In fresh face-off, Bengal govt stops Visva-Bharati from blocking road on campus
Visva-Bharati vice-chancellor Bidyut Chakrabarty and the ruling Trinamool Congress (TMC) have been at loggerheads over several issues since August last year.
The Birbhum district administration in West Bengal on Friday stopped the Visva-Bharati authorities from blocking a road that passes through the state’s only Central university campus and serves as a shorter route for residents of the town.
Visva-Bharati vice-chancellor Bidyut Chakrabarty and the ruling Trinamool Congress (TMC) have been at loggerheads over several issues since August last year. The acrimony touched a new low recently when the university accused Nobel laureate economist Amartra Sen of illegally occupying some of its land. While addressing a TMC rally at Bolpur on December 29, chief minister Mamata Banerjee sharpened her attack on Chakrabarty, calling him a “stooge of the BJP.”
The district police on Friday stopped construction workers from building a wall on the road, marking the second such incident since August when the Visva-Bharati authorities’ bid to construct a wall around the annual fair ground was thwarted by public and political resistance.

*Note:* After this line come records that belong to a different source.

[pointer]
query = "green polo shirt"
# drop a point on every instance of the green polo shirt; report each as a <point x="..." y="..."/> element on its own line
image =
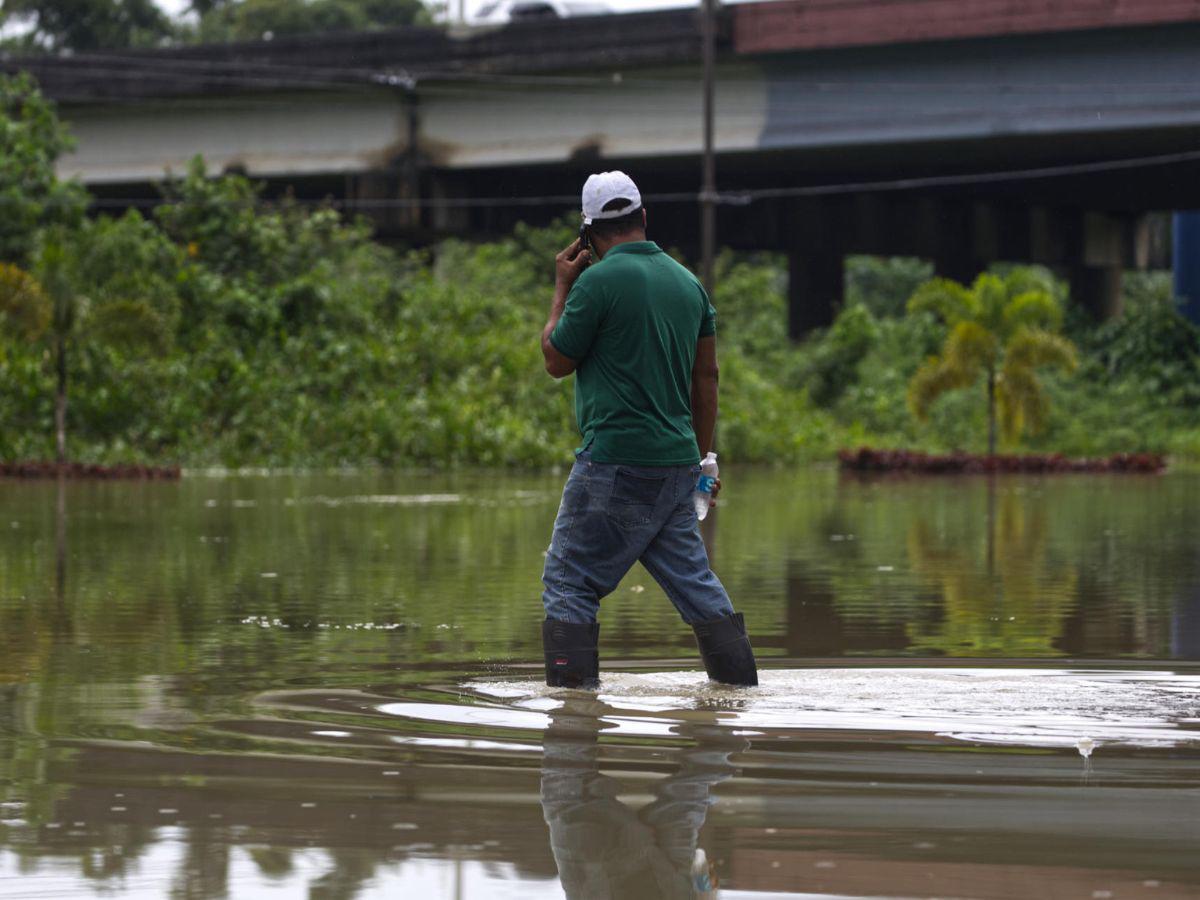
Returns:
<point x="631" y="323"/>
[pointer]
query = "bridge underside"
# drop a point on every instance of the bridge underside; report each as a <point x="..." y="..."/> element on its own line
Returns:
<point x="821" y="154"/>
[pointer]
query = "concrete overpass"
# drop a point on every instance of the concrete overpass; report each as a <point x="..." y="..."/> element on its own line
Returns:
<point x="964" y="131"/>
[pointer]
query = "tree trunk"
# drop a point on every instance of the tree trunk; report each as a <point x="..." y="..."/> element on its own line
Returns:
<point x="991" y="412"/>
<point x="60" y="400"/>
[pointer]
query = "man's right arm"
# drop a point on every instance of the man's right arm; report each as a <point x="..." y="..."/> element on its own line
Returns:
<point x="703" y="393"/>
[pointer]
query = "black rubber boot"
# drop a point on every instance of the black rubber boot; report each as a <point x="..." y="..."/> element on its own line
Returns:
<point x="726" y="651"/>
<point x="573" y="655"/>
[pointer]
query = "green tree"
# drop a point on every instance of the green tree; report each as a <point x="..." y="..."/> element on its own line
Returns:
<point x="93" y="293"/>
<point x="31" y="196"/>
<point x="1002" y="330"/>
<point x="85" y="24"/>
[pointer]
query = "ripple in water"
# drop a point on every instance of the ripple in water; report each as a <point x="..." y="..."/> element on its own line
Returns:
<point x="1033" y="707"/>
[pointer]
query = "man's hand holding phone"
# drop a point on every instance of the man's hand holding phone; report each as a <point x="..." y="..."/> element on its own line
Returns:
<point x="569" y="264"/>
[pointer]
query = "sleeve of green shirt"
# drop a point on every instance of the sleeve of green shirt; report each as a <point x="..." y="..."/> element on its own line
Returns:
<point x="577" y="328"/>
<point x="708" y="323"/>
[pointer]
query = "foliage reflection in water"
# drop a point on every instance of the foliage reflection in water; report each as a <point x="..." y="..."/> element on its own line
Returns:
<point x="322" y="684"/>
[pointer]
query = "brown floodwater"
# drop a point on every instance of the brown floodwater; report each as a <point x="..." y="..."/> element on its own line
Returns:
<point x="329" y="685"/>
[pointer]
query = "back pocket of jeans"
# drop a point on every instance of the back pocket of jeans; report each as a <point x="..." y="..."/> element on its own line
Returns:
<point x="634" y="497"/>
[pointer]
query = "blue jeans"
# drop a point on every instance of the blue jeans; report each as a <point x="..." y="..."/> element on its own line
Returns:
<point x="612" y="516"/>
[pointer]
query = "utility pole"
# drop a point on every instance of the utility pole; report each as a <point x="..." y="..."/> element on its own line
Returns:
<point x="708" y="185"/>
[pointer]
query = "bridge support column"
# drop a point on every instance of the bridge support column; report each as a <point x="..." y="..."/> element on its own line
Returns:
<point x="1097" y="288"/>
<point x="1105" y="244"/>
<point x="1186" y="261"/>
<point x="815" y="291"/>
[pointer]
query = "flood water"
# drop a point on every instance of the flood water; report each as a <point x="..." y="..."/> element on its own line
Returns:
<point x="330" y="687"/>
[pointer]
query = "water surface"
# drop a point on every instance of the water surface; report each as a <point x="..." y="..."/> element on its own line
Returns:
<point x="328" y="685"/>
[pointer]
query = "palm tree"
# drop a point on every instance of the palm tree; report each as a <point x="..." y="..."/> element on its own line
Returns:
<point x="52" y="307"/>
<point x="1002" y="329"/>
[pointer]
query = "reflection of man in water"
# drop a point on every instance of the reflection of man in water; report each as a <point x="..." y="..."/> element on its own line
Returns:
<point x="603" y="847"/>
<point x="637" y="330"/>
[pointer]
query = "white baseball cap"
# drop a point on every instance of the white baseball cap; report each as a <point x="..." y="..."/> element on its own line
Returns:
<point x="607" y="186"/>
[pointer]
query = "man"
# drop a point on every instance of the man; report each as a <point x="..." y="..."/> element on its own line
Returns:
<point x="637" y="330"/>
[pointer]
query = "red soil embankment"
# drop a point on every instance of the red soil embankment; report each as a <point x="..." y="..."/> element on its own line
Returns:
<point x="867" y="460"/>
<point x="88" y="471"/>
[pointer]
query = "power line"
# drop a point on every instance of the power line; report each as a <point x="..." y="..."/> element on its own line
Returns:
<point x="729" y="198"/>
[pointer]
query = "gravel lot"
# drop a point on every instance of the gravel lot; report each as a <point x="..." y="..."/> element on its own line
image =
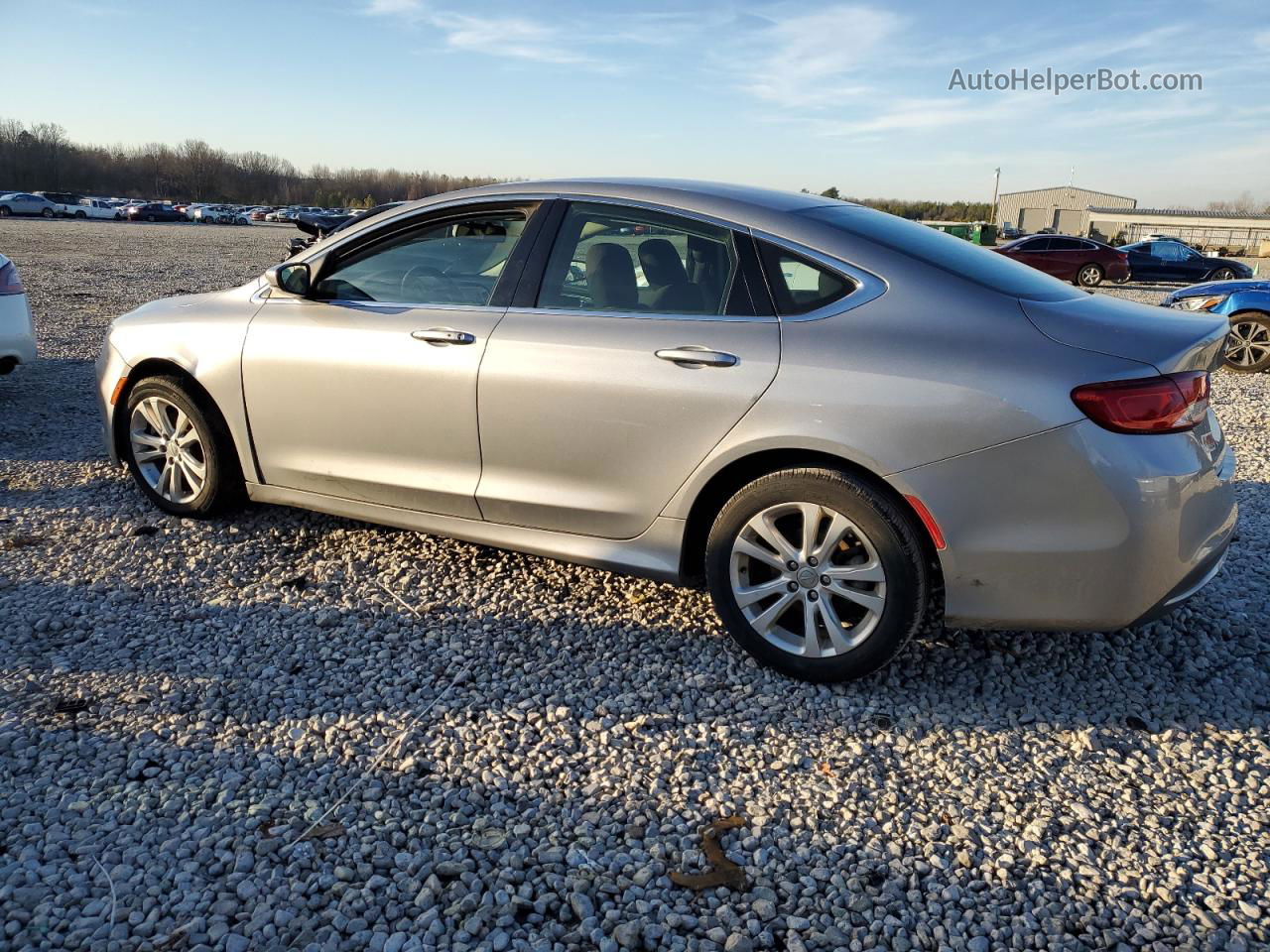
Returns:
<point x="503" y="752"/>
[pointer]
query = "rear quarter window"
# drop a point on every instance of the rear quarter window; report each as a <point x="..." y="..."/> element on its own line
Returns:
<point x="945" y="252"/>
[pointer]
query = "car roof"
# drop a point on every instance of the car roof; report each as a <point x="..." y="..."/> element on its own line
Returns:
<point x="714" y="198"/>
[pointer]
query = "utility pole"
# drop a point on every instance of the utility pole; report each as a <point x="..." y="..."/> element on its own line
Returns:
<point x="996" y="185"/>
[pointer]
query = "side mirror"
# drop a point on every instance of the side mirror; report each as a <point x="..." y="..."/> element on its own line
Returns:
<point x="289" y="278"/>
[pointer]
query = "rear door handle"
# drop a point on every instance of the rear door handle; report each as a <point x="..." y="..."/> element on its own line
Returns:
<point x="444" y="335"/>
<point x="694" y="356"/>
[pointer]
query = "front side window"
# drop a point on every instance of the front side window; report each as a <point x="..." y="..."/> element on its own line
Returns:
<point x="799" y="285"/>
<point x="452" y="262"/>
<point x="607" y="258"/>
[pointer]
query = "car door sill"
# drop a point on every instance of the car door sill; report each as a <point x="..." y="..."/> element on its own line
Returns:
<point x="653" y="553"/>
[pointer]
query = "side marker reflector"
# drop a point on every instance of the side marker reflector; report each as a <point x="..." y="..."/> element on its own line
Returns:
<point x="929" y="522"/>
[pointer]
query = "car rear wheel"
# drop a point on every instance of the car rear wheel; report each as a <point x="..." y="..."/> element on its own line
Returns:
<point x="1247" y="345"/>
<point x="1089" y="276"/>
<point x="180" y="453"/>
<point x="816" y="574"/>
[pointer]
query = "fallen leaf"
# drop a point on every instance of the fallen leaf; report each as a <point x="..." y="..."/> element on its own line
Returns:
<point x="724" y="873"/>
<point x="325" y="830"/>
<point x="70" y="705"/>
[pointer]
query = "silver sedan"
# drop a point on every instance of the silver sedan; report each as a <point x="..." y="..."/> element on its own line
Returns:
<point x="847" y="425"/>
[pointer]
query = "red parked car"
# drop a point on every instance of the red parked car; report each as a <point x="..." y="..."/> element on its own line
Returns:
<point x="1083" y="262"/>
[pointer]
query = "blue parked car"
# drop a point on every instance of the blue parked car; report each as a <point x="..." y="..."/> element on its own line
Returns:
<point x="1166" y="259"/>
<point x="1247" y="304"/>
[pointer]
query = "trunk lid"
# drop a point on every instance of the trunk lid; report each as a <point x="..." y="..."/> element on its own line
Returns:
<point x="1166" y="338"/>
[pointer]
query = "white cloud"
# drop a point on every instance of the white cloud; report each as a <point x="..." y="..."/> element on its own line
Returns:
<point x="808" y="59"/>
<point x="390" y="8"/>
<point x="511" y="37"/>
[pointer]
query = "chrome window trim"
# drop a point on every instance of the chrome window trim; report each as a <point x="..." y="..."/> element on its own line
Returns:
<point x="645" y="315"/>
<point x="869" y="286"/>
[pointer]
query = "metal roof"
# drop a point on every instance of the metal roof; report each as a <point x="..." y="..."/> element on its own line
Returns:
<point x="1072" y="188"/>
<point x="1179" y="212"/>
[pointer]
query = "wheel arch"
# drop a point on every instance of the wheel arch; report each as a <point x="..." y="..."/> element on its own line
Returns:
<point x="167" y="367"/>
<point x="738" y="472"/>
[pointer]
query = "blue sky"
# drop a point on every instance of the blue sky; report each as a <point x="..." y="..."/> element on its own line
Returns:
<point x="784" y="94"/>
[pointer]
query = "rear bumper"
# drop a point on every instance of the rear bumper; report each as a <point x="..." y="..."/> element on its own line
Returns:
<point x="17" y="330"/>
<point x="1079" y="529"/>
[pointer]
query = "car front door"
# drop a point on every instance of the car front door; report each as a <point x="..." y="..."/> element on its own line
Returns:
<point x="631" y="350"/>
<point x="366" y="388"/>
<point x="1034" y="253"/>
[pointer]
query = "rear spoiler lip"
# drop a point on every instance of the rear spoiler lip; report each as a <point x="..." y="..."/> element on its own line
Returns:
<point x="1167" y="339"/>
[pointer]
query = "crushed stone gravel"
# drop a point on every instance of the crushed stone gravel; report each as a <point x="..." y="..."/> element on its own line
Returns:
<point x="526" y="754"/>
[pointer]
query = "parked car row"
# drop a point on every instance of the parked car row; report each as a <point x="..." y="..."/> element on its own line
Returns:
<point x="1088" y="263"/>
<point x="64" y="204"/>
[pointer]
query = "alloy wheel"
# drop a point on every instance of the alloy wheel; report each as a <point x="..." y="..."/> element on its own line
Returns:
<point x="168" y="449"/>
<point x="808" y="579"/>
<point x="1247" y="343"/>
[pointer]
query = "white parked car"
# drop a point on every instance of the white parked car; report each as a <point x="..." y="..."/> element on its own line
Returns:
<point x="17" y="330"/>
<point x="93" y="208"/>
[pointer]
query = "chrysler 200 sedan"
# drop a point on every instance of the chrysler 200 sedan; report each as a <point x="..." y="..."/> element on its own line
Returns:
<point x="846" y="424"/>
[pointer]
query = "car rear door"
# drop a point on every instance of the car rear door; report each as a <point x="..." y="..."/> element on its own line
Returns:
<point x="366" y="389"/>
<point x="634" y="345"/>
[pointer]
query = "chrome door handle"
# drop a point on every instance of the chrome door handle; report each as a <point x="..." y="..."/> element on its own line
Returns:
<point x="444" y="335"/>
<point x="694" y="356"/>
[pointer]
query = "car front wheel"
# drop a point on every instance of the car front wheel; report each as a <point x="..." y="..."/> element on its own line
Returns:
<point x="180" y="453"/>
<point x="1089" y="276"/>
<point x="1247" y="345"/>
<point x="817" y="575"/>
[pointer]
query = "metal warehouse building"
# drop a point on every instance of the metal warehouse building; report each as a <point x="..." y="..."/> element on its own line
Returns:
<point x="1228" y="232"/>
<point x="1062" y="208"/>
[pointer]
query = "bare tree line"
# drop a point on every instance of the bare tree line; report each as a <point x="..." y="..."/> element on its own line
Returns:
<point x="41" y="157"/>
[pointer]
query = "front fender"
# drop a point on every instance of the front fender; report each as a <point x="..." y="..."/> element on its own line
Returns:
<point x="198" y="336"/>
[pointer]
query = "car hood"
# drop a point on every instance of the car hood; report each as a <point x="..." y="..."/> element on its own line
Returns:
<point x="1219" y="287"/>
<point x="1170" y="339"/>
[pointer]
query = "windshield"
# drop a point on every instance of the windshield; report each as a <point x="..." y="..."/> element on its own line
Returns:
<point x="945" y="252"/>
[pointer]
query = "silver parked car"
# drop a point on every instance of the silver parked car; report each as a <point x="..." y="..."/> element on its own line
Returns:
<point x="847" y="424"/>
<point x="27" y="203"/>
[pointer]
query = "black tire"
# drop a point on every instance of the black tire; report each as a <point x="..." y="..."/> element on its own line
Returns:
<point x="222" y="488"/>
<point x="1089" y="276"/>
<point x="1250" y="336"/>
<point x="893" y="536"/>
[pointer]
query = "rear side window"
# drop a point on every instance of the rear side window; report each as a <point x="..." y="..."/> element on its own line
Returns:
<point x="942" y="250"/>
<point x="799" y="285"/>
<point x="453" y="262"/>
<point x="613" y="258"/>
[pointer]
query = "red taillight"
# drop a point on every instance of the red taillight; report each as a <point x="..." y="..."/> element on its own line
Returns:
<point x="1167" y="404"/>
<point x="9" y="281"/>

“The university should form a committee, comprising me or any district official, local residents as well as people who live on campus. All decisions should be taken though discussion. A road cannot be blocked this way as it is extremely difficult for elderly people to take a 5-km detour,” Birbhum district magistrate Dr Vijay Bharti told the media on Friday. He visited the campus as well.
The district administration also took possession of the road and handed it to the state public works department.
The district superintendent of police, Shyam Singh, said the authorities did not seek any permission from the local administration before deciding to block the road and did not contact the administration either after construction of the wall was stopped.
HT contacted the Visva-Bharati authorities for their reaction but no statement was made by any official till 6 pm. There were reports that the authorities also locked up a room used by former students.
Trouble broke out at Visva-Bharati for the first time in August last year when a large crowd, comprising local residents and shopkeepers and headed by some TMC leaders, demolished two gates on the campus and damaged construction material stocked by the authorities to build a wall around an open ground where an annual fair is held.
The fair, popularly known as Poush Mela, held towards the end of December, draws thousands of people and even foreign tourists. Opposed to the wall, local people and traders, for whom the fair is a major source of income, staged demonstrations. In 2019, the vice-chancellor, also removed some temporary shops that continued to do business even after the fair was over. He deployed private security agencies to guard the campus.
After the alleged vandalism in August, 2020, the university authorities closed the campus temporarily. The chief minister disapproved the wall and said, “I do not want any construction that destroys the beauty of Visva-Bharati. The governor called me to seek the state’s intervention. I told him that when Rabindranath Tagore built Visva-Bharati he wanted students to be in the heart of nature and study in the open while listening to birds. He did not want wood and cement structures.”
Visva-Bharati was set up by Rabindranath Tagore in 1922. Prime Minister Narendra Modi, who is the present chancellor, virtually addressed the centenary celebration on December 24 and Union home minister Amit Shah spent around two hours on the campus on December 20, the day he led a big roadshow of the BJP in Bolpur town.